Vinyl‐Functionalized Linear Alkyl Chains in Nonfullerene Acceptors Enable 19.2% Efficiency and Stable As‐Cast Organic Solar Cells

Abstract Developing efficient and stable as‐cast organic solar cells (OSCs) is imperative for alleviating costs and complexity for large‐scale commercial applications. Nevertheless, achieving the desired double‐fibril morphology of active layer through single‐step processing is challenging. Herein, two nonfullerene acceptors, namely BTP‐N6 and BTP‐V6, are designed and synthesized to construct as‐cast OSCs by introducing linear alkyl chains adjacent to the pyrrole moiety. The reduction of steric hindrance attributable to linear chains engenders diminished dihedral angles of molecular skeletons, thereby promoting compact and face‐on oriented molecular stacking. Moreover, BTP‐V6 featuring vinyl‐functionalized linear chains manifests additional interaction sites with neighboring molecules to instigate enhanced π–π stacking during rapid film‐formation process and engenders the formation of a refined double‐fibril network morphology, which facilitates exciton dissociation, bolsters charge carrier transport, and suppresses recombination loss.
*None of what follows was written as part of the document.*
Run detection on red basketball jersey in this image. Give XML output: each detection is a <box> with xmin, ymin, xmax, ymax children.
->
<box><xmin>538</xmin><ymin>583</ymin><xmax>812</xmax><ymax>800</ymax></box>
Consequently, the D18:BTP‐V6 based device attained a record‐shattering efficiency of 19.2% with a high fill factor (FF) of 80.7%, and also demonstrated robust thermal and shelf stability. Moreover, the meticulously optimized layer‐by‐layer (LBL) structured devices achieved an excellent efficiency up to 20.1%. This study introduces a viable strategy for alkyl chain modification to fabricate efficient and stable as‐cast devices, with the anticipation of expediting the progression toward widespread commercialization of OSCs.